The span of the film from Father Jud's refusal to be co-opted into a murder mystery narrative to the eventual whodunnit reveal is a somewhat confused stretch of events that can be blocked out as such: things happen; details are withheld. If you are watching for a murder mystery evaluated purely on the quality of its mystery, the film probably won't do it for you; the temptation is to say that Wake Up Dead Man is a murder mystery that is not about the murder mystery, but that is grossly insufficient. The emotional pay-off of the film's ending is contingent on the audience and Blanc's shared desire for a big reveal. The set-up is there; the flock is gathered to listen.
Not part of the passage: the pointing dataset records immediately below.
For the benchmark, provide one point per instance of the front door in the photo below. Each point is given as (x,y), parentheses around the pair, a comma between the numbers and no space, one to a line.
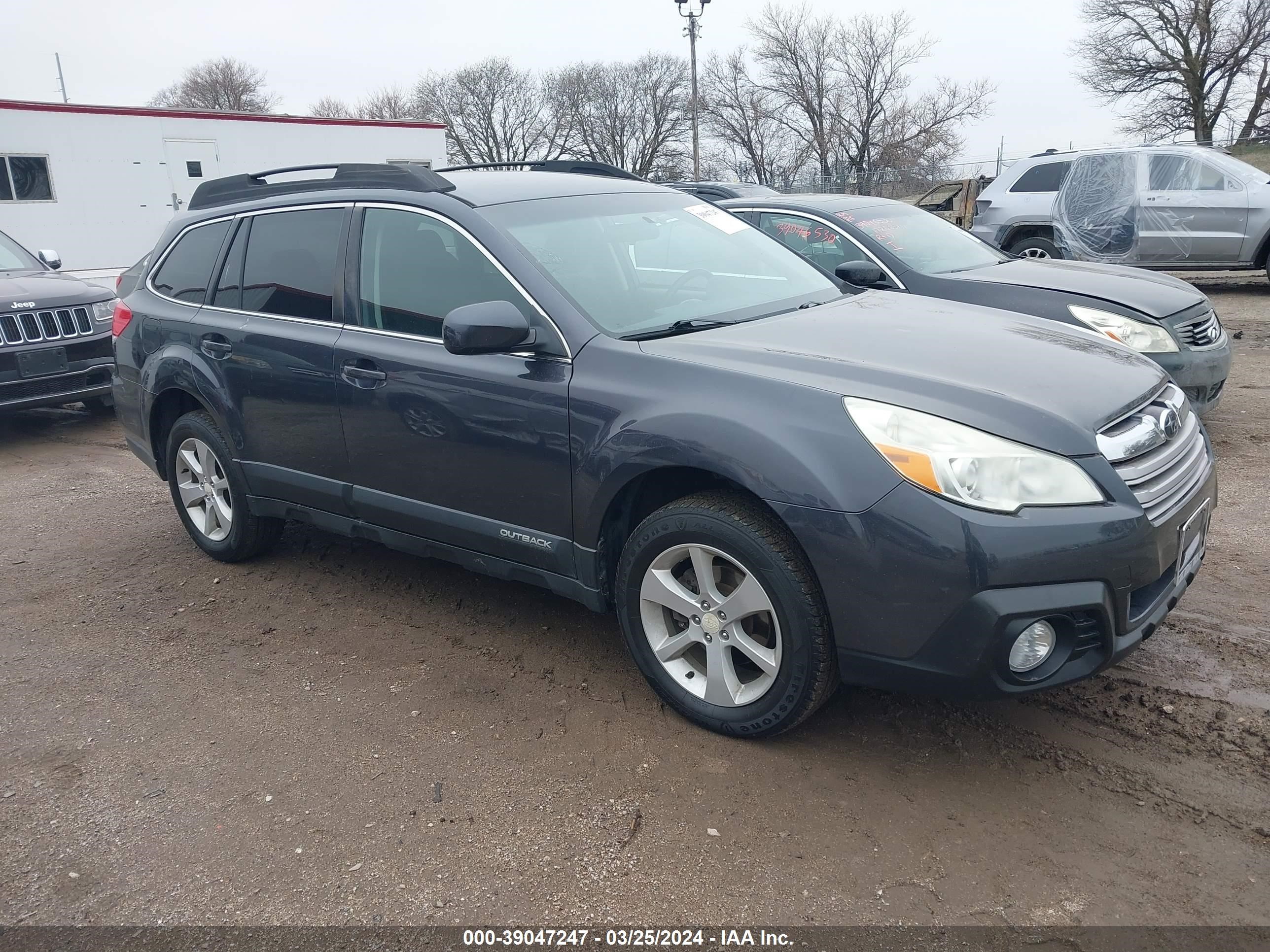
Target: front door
(470,451)
(1191,210)
(191,162)
(268,332)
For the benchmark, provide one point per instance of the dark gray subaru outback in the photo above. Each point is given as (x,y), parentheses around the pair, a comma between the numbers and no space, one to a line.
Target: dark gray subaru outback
(636,400)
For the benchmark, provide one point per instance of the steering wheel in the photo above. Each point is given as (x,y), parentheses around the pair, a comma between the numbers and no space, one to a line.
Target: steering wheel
(682,281)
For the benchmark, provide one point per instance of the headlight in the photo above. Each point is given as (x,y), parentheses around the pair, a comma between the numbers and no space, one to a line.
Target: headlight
(968,465)
(105,310)
(1143,338)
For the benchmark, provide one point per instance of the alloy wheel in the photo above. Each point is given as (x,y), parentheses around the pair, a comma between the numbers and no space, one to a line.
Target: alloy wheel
(711,625)
(205,489)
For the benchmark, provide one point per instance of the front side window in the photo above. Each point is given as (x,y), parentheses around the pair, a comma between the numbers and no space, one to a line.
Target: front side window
(1180,173)
(921,240)
(642,261)
(1043,178)
(416,270)
(187,270)
(291,261)
(16,258)
(25,178)
(812,239)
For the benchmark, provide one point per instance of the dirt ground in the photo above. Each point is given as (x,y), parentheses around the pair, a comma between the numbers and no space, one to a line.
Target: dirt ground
(343,734)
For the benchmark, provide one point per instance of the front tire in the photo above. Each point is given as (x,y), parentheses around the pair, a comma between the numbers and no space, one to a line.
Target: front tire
(210,494)
(1035,248)
(750,653)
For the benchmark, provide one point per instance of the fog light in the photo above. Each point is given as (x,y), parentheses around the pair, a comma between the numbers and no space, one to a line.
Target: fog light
(1033,646)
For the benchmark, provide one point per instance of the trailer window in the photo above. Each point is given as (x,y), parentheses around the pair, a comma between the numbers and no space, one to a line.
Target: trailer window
(25,178)
(188,267)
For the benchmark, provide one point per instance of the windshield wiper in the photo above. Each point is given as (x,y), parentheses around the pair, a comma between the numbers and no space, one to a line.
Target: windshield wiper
(684,327)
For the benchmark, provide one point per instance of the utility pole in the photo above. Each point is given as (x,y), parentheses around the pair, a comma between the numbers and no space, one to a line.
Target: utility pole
(694,31)
(60,80)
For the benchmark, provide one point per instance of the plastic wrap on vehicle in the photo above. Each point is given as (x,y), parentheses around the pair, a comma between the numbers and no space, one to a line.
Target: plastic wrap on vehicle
(1099,215)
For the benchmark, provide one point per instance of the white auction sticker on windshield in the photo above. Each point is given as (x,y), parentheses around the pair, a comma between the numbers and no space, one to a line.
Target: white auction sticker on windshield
(724,221)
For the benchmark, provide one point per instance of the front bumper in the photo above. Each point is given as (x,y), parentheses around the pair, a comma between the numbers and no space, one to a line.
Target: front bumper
(89,362)
(1200,374)
(926,596)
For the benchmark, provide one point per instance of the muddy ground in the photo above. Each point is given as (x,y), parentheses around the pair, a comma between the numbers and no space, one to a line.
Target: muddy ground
(342,734)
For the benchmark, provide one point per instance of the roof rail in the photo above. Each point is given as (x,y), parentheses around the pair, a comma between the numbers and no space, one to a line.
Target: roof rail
(567,166)
(244,188)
Blanc goes to speak—but in the end, refuses to name the murderer because, inspired by Father Jud and a trick of lighting, he, too, has had a Road to Damascus moment. He will show grace to his enemy.

Wake Up Dead Man doesn't tell you to feel stupid for wanting an answer. You get your answer. It only asks that you—and Blanc—sacrifice the great hero detective's triumph, just this once, and manage to find the emotional catharsis of a plot untangled on someone else's terms. Here is the purest pay-off for Johnson's insistence on having so much heart in his murder mystery series: Eventually, that heart will win out over even the genre's traditional demands. Blanc willingly accepts a public loss and steps aside so Father Jud can take someone's confession. There is no arrest or justice, only an outpouring of grace and dignity and forgiveness. You might actually believe in something.